私個人としては、社内で人のことを「○○君」と呼ぶことにも抵抗があるタイプの人間で、「上司が部下を○○君と呼んだりしてるけど、もし立場が逆転したらどうするつもりなの?」と素朴に思ったりしてしまうわけだが、取引先や社内の関係者に対して、冷静な言葉を保てず、怒ったり威圧するような態度を取る人というのは、不愉快であることを通り越して、その人やその人の所属している会社の価値を下げているようにしか思えない。そういう態度を容認する会社も「対外的な礼節を守ることが出来ない会社」として評価が下がるし、よく、取引先に転職、という話があるけれども、そういう人と一緒に仕事をしたいという気持ちになる人は少ないだろうし、怒った当人が「萎縮させてプレッシャーを与えられた」という本人だけが感じる満足感以外に何も得るものがないように思える。

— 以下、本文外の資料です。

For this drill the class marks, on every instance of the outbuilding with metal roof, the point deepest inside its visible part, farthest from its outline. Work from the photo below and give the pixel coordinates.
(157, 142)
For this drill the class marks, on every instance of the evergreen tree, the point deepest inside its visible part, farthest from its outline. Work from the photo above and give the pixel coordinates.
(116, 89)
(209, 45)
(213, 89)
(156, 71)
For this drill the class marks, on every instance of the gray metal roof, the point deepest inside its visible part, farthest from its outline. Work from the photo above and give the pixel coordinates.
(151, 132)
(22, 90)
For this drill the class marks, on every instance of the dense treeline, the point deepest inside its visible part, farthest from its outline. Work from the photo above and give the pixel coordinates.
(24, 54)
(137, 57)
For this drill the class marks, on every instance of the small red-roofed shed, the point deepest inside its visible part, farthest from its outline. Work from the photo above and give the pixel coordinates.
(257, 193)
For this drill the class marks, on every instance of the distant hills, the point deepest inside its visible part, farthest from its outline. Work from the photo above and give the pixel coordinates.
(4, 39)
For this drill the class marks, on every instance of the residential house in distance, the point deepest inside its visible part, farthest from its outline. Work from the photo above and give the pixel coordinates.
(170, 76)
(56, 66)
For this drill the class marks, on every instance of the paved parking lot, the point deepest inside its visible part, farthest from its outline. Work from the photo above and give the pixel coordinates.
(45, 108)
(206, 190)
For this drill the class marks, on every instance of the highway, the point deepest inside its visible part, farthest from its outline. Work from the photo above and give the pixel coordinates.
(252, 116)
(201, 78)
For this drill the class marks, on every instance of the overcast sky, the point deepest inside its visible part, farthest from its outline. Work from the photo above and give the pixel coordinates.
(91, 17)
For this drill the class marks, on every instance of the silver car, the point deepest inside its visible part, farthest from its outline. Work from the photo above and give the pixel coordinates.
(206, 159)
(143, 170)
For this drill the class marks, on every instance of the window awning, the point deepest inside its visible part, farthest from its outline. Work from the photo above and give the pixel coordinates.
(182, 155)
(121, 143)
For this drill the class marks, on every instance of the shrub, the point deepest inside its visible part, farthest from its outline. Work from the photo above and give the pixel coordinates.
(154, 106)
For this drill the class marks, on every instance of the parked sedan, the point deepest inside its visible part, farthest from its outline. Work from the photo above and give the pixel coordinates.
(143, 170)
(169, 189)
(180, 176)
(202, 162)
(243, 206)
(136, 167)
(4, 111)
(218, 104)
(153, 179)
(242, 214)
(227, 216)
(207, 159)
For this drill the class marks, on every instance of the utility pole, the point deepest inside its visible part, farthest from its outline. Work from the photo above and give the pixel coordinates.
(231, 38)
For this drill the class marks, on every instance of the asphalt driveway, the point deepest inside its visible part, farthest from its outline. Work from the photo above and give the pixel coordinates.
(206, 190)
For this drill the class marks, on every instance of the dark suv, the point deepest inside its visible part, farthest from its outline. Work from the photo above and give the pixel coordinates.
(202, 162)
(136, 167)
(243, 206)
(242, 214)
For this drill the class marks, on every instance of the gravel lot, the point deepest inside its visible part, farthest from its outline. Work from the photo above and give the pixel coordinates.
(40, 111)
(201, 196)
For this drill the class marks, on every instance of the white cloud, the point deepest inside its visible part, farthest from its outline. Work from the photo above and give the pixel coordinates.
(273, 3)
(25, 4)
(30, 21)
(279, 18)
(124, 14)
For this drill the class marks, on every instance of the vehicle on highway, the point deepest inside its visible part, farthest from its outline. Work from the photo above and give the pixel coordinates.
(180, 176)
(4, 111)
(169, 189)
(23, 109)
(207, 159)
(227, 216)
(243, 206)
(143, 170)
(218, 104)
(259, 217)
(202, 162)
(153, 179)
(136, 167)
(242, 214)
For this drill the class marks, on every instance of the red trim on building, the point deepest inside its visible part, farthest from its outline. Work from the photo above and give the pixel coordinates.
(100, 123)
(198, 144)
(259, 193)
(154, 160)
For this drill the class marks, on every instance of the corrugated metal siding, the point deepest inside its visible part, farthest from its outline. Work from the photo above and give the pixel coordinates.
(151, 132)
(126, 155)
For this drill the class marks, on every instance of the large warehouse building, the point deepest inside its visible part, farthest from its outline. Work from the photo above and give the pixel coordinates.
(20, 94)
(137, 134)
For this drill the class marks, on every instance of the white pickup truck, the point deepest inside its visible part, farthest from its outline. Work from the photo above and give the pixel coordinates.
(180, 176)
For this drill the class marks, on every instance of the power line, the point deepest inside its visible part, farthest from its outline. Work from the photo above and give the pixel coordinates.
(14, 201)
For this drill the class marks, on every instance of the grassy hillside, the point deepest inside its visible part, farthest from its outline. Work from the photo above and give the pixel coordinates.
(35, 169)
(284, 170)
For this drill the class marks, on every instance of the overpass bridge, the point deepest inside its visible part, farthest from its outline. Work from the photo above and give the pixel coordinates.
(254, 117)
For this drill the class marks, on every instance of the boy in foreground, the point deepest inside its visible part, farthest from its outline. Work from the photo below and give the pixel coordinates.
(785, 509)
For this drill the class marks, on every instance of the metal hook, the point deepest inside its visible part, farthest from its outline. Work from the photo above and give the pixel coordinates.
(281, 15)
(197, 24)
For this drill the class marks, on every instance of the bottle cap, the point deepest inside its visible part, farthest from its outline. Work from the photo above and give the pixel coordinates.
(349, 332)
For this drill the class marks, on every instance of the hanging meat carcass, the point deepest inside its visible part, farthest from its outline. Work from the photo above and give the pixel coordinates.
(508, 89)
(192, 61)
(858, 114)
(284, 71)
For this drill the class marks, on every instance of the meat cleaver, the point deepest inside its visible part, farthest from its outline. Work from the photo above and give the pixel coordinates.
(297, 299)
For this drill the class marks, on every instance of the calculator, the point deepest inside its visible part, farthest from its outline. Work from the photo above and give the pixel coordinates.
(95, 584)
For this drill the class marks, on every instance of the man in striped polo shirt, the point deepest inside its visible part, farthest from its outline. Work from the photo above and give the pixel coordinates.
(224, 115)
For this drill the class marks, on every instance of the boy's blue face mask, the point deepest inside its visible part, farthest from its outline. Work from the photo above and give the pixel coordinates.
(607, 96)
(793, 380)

関係者に対して敬意を払うことを忘れず、問題が出てきたとしても次からそうならないように工夫して行き、自分にできることは極力取り組んで成果を出し、互いにリスペクトできる関係を保ちながら物事を良い方向に進めていくのが仕事の基本だと思うのだが、口汚く罵ってプレッシャーを与えることをスキルか何かのように勘違いしている人が幅を利かせたりしているのが日本のエンタープライズ業界の競争力向上の妨げになっているような気がしてならない。切れて怒りを露わにすれば失敗は少なくなるだろうが、新しいチャレンジへの意欲も同時に摘み取ってしまうところが罪である。

他の業界・他の会社のエンジニアと交流し、思いついたことを形にして発表し、面白そうなプロジェクトになりそうなら共感を得られる仲間同士で集まって会社を興すなり社内ベンチャーを立ち上げるなりして、つくりたいものをつくっていく。そんな自由で創造的な環境の中でこそ面白いソフトウェアが生まれてくるのだと思うけれども、ソフトウェアが広まっていく途中段階でそういう「怒って萎縮させて色々な対応を無理強いする」ことを自身の成果だと思っているような人とぶつかってクリエイティブな人たちが怒るのが大好きな人たちにつぶされて行っているとしたら、それはとてもとても悲しいことだ。アプレッソはもうこの業界でパッケージビジネスを10年以上やってるので十分対応可能だが、会社がかなり軌道に乗ってきた今でも時折そういう人と接することがあって、そういう人を見るたびに、なんだかなぁ、と眉をひそめてしまう。